My H kept threatening to leave, but didn't. After I stopped confronting him all the time, he just existed in the basement and I let him, because I didn't want him out of the house because I was afraid then I couldn't DB. He would come home from work, and I would pretend like nothing was wrong, that I was the happiest gal on earth, etc. I set goals -- really small baby steps -- like "I want him to play Wii bowling with him" and when that happened, I would set another goal, like "I just want him to watch a DVD with me" and when that happened, I would set another one... I tried to create "family" opportunities for us to do things with our daughter and during those times I tried to show him how much fun I was.
Eventually, his so-called wonderful online women would get needy and crazy and it would fall apart (just like I knew it would) and he started to open his eyes again. He started to see that I was the woman he fell in love with -- because that's how I acted. I knew in September, after four months, that he was coming back to me, and on our anniversary, we went out to dinner. He returned to our bedroom and hasn't left since. He has re-committed to our relationship and to our family and I believe him.
So, is life perfect? No way. Believe me, we have had some blow-outs since then... Am I still hurt by what happened? Yes, definitely. Has he completely discussed it through and through? No. But I will tell that although I had some things I needed to change, it was truly my husband's own internal turmoil and inability to communicate that led us there. It was not all about me, which is how he presented it to my therapist -- that was a bunch of excuses and lies to feed his own internal struggles with life. And now, I am much more "on" him when he shuts down -- I want the real story to make sure he is telling me what is really wrong. And we still argue. I don't like it when he has a few drinks -- that is a big thing. But I work hard at my marriage, I try to make time for him, address his needs and emotions, and listen to what he is saying. About 97 percent of the time, life is pretty good. And as we get farther from the sitch, life improves. He tells me he loves me, he reassures me that he's not walking out the door.
I stayed in therapy until this month and it helped tremendously. Marriage counseling can still happen without your spouse -- it did for me. And those wonderful books and this forum definitely, completely, saved my marriage. Without them, I would have run for the hills and abandoned my husband and my sitch and just accepted what he was telling me. But I believed in my marriage and vows and fought for them. Luckily, I didn't have to go on as long as some people on this board before my sitch was resolved.

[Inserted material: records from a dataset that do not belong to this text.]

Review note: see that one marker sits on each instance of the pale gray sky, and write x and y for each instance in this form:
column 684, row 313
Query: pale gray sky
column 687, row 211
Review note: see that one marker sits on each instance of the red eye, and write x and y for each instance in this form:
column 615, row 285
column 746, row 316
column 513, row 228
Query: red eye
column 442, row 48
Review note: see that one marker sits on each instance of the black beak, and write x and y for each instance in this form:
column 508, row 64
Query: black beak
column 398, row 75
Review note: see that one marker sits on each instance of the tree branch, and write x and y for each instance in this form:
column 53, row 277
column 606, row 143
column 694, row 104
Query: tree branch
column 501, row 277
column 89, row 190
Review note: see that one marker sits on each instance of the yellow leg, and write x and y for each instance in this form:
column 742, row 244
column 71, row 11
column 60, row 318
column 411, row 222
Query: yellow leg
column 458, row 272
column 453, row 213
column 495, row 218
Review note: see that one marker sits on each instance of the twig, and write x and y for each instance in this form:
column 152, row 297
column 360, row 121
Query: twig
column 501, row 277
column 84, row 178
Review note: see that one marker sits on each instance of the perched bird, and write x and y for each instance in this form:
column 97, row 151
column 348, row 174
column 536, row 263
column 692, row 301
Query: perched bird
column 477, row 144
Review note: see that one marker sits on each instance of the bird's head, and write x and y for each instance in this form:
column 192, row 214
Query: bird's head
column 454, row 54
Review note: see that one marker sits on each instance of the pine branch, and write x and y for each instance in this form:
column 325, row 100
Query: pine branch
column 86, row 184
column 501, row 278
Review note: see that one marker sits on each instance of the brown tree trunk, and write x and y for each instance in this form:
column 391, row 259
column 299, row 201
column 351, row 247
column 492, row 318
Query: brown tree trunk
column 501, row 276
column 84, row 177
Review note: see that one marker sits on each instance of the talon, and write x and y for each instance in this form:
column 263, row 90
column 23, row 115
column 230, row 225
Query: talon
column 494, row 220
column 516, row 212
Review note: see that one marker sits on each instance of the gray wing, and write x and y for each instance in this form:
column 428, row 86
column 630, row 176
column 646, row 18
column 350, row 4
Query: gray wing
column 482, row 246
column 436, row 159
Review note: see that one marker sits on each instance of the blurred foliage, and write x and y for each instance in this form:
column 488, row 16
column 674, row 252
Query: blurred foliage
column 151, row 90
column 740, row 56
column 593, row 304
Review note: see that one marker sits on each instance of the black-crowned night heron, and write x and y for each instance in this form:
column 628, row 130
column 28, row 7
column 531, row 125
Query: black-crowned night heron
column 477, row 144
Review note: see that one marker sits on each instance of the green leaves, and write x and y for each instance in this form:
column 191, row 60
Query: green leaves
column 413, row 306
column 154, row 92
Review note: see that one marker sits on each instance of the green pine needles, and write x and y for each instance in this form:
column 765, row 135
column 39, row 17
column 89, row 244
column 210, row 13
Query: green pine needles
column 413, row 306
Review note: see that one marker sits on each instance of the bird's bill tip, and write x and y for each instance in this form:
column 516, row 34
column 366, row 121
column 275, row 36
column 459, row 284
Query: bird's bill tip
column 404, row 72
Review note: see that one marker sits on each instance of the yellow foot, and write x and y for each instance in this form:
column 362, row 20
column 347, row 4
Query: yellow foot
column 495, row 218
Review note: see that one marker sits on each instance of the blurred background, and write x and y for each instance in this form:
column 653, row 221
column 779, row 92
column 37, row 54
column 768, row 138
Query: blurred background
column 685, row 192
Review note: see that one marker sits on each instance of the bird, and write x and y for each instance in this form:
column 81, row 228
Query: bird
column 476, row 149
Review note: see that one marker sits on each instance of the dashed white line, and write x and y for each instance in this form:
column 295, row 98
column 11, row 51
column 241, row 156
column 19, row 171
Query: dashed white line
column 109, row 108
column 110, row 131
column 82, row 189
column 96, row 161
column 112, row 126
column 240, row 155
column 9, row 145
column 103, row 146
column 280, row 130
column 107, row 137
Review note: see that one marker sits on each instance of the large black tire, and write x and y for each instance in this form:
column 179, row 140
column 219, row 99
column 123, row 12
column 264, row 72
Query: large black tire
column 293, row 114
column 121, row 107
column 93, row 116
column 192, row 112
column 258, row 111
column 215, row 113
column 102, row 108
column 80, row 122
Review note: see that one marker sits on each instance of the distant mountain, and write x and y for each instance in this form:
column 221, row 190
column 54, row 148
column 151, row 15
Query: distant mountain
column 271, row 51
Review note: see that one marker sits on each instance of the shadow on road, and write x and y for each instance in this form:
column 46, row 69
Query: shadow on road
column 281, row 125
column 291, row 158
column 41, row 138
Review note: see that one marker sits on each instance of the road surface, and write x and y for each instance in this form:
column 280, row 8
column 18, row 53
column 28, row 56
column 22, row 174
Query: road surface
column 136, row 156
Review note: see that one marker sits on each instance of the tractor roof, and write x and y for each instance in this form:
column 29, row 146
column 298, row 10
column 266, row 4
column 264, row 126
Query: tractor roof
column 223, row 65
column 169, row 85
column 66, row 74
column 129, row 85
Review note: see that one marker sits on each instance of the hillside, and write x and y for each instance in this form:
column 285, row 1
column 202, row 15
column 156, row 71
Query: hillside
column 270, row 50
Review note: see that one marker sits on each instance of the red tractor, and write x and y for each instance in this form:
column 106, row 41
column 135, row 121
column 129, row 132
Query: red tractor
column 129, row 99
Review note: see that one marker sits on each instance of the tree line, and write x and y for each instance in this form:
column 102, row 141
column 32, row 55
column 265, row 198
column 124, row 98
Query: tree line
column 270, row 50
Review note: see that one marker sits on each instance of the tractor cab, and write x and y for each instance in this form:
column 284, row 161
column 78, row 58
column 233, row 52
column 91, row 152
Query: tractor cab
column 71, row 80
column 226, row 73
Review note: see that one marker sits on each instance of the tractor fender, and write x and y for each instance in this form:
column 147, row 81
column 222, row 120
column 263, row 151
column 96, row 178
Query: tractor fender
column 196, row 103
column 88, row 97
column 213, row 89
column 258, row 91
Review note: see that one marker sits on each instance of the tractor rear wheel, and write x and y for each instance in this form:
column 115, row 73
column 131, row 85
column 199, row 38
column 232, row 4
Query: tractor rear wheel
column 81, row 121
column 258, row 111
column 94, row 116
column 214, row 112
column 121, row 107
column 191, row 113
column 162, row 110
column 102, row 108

So now, I hope my marriage gets stronger. I don't want to be the couple that slacks again. I want to be a success story so I work hard on keeping the love alive.
So that's it. I wanted to give a spot of hope on these boards, since I know I craved that last year. I wish you all the best. You are in good hands here, and I hope you will all find yourself in a good place soon.
And I thank all of you who followed by thread for months, especially Mules. You were a rock and I wish you the best.